Cook beans without salt

beanssaltslow-cooking

I made some refried beans in a slow cooker, loosely following the recipe from my cookbook. The recipe says to cook the beans with ½ teaspoon of salt. Is this necessary to properly cook the beans? I am starting from dry beans.

I actually used ½ tbsp of soy sauce instead of plain salt and the beans tasted fine, but I would rather add no salt or soy sauce.

I see from this question that salt can affect the softness of the beans, but it seems like the beans should soften eventually either way. Since I am making refried beans, I only need the beans to soften enough for me to break them apart with a hand mixer, and then I can continue cooking them until they’re ready.

This post at the New York Times only discusses using salt to add flavor to the beans, but I am not worried about that. If I make a salt-free batch of beans and don’t like the taste, I can always go back to adding salt next time.
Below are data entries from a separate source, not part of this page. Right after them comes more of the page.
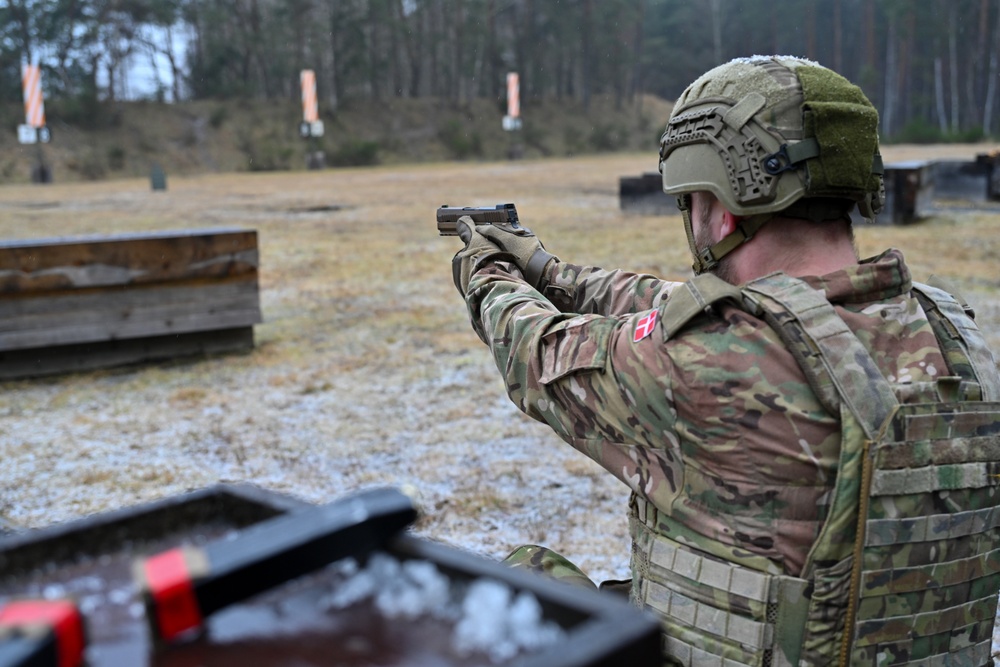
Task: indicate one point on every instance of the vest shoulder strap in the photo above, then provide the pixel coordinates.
(960, 339)
(837, 365)
(693, 298)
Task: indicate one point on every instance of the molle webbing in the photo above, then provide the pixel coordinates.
(715, 613)
(921, 570)
(930, 559)
(926, 563)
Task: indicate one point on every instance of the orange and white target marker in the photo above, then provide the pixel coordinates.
(513, 95)
(34, 105)
(310, 108)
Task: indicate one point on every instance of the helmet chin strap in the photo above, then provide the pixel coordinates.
(706, 259)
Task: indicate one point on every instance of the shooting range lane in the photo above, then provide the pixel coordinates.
(365, 371)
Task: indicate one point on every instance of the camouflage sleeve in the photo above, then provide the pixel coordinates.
(582, 374)
(579, 289)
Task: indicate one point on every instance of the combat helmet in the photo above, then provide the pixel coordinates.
(770, 134)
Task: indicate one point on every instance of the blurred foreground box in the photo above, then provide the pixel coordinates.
(90, 560)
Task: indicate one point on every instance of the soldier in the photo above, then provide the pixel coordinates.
(807, 436)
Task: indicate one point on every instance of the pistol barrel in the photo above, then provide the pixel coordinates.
(500, 214)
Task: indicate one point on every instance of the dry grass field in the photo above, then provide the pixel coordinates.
(365, 370)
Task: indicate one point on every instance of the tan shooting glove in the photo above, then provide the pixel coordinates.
(525, 250)
(478, 249)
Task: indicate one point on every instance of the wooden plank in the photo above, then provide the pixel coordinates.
(130, 314)
(43, 361)
(35, 265)
(644, 195)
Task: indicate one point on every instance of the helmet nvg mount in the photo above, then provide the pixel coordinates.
(772, 135)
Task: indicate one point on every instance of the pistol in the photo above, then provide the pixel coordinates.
(499, 214)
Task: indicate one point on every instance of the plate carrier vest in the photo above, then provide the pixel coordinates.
(906, 567)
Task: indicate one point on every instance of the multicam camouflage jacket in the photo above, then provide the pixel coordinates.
(813, 461)
(716, 428)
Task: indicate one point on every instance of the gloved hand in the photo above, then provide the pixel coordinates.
(525, 250)
(478, 249)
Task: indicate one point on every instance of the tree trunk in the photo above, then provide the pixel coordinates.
(716, 7)
(953, 64)
(991, 79)
(939, 96)
(889, 103)
(586, 56)
(838, 38)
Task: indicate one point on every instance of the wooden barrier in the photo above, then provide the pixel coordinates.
(644, 195)
(909, 192)
(69, 304)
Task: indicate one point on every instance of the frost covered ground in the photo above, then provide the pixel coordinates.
(365, 371)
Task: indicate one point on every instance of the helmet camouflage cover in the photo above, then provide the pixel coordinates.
(765, 132)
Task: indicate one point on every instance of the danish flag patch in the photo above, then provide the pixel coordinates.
(644, 327)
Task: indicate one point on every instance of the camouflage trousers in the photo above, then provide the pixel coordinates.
(542, 560)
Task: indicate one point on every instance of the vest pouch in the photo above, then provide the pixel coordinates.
(821, 644)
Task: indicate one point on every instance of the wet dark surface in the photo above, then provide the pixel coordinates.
(291, 625)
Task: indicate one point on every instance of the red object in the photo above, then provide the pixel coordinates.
(173, 594)
(644, 327)
(60, 616)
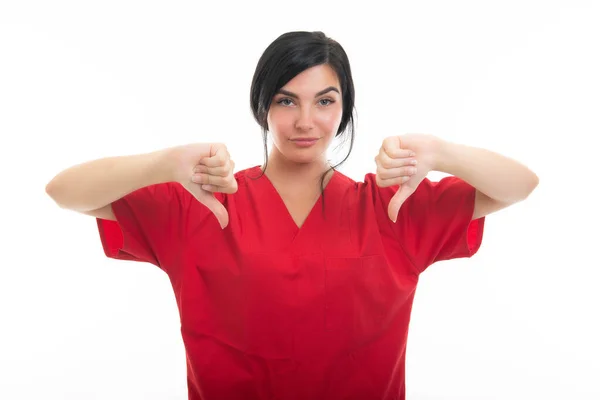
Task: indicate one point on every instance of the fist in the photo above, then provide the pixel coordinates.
(405, 161)
(204, 169)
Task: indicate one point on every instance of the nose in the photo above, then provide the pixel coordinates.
(304, 121)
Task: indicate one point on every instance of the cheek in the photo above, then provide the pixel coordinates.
(330, 121)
So will the beans cook properly in a slow cooker without adding salt?

Best Answer

Yes. In fact, many, many people believe (falsely) that adding salt before or during cooking will keep beans hard (a myth addressed in your first link), and most of these people have been cooking perfectly good beans for many years without adding salt until the beans were fully cooked.
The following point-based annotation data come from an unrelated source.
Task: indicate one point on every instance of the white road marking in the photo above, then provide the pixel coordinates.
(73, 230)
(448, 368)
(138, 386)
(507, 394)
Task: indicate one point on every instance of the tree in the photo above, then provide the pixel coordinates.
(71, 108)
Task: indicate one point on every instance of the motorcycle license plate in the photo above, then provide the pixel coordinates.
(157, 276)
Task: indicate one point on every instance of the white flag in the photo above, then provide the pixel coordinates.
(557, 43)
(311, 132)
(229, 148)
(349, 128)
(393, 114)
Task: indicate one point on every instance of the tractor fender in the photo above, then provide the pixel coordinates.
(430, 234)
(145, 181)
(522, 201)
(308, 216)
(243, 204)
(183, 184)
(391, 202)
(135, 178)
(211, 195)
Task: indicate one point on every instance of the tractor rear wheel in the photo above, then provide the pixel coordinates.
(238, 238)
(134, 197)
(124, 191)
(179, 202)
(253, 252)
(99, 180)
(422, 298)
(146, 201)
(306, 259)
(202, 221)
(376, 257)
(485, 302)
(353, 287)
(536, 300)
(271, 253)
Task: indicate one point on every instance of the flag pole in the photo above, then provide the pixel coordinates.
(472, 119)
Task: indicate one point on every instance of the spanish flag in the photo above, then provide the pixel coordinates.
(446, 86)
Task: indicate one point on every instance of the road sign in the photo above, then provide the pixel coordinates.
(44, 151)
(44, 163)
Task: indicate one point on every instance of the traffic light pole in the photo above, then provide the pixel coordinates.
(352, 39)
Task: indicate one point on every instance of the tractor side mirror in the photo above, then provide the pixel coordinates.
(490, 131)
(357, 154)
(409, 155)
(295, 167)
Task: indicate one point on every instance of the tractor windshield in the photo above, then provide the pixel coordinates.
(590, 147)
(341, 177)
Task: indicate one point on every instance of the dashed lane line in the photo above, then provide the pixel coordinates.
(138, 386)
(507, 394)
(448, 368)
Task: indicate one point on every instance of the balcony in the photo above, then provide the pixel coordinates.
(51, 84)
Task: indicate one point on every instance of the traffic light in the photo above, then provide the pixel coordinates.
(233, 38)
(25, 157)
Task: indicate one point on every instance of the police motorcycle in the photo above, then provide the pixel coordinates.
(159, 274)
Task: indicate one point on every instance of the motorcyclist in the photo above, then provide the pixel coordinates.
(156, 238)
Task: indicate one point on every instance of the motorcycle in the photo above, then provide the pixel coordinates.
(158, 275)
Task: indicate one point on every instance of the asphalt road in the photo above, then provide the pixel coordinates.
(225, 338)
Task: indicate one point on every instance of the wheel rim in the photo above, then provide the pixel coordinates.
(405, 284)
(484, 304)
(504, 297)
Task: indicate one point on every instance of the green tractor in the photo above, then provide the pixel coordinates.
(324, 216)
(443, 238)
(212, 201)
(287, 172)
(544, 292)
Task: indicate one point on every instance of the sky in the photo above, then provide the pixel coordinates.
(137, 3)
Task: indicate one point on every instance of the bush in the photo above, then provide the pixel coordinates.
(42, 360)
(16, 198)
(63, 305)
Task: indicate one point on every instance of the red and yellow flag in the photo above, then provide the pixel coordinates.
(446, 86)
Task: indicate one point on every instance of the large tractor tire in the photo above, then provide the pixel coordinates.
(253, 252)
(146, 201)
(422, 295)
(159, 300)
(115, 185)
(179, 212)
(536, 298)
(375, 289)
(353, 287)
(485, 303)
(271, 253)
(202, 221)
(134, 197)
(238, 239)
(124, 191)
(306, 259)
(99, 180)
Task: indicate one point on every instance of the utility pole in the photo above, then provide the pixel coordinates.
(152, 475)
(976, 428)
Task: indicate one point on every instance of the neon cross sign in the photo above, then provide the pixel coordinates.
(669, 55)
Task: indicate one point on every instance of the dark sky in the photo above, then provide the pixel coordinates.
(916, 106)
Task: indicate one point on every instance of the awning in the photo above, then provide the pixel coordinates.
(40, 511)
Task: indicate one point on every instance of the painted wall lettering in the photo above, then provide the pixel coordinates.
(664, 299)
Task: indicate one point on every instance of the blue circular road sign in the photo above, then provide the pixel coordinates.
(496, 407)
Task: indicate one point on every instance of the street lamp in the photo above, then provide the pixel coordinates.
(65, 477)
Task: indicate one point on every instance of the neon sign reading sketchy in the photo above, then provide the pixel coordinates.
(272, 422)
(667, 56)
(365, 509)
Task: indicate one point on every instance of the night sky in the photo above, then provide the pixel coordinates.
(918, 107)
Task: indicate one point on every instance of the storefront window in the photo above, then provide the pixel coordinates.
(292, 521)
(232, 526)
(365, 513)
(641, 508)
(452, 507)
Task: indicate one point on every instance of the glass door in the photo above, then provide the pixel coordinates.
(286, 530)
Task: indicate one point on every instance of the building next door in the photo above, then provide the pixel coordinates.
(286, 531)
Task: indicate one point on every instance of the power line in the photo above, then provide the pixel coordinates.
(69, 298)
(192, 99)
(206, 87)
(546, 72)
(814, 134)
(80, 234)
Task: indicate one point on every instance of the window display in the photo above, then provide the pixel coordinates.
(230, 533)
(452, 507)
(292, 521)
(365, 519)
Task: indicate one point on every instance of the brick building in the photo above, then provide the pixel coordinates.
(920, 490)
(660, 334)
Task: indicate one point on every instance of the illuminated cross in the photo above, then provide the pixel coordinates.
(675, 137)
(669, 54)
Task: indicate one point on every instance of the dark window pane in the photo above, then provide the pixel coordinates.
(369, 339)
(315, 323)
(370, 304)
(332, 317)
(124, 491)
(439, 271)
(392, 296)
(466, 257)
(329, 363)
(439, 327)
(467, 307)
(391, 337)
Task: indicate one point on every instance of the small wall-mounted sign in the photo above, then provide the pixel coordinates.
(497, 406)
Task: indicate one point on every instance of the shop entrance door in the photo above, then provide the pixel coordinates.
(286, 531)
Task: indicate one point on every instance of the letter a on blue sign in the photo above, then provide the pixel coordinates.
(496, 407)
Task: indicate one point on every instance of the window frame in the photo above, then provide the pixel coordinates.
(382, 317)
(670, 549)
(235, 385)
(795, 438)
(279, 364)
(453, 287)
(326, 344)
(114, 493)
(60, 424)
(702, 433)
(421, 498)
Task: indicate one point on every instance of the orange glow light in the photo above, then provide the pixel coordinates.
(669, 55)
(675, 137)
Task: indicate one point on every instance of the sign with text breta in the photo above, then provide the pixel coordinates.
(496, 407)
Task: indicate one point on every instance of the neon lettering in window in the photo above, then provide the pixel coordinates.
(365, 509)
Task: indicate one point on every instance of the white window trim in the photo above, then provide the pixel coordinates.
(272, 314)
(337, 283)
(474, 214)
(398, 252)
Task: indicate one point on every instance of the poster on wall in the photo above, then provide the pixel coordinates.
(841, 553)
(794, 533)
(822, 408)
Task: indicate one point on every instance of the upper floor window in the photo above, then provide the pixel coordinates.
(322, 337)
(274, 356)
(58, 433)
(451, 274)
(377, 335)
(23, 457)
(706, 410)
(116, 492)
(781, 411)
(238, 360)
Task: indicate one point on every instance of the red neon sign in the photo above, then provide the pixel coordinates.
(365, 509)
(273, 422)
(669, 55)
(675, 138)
The cooking time may vary slightly. In some circumstances, the texture of the beans and/or their skins may soften at somewhat different rates than with salt. But the beans will still cook fine.

(One note: some chefs have claimed that cooking beans without salt causes people to add even more salt afterward to create a flavor that tastes "properly salted." Beans are generally enhanced by adding flavoring components early enough in cooking for the flavors to penetrate. But you can always add salt afterward too; the resulting flavor distribution will just be different.)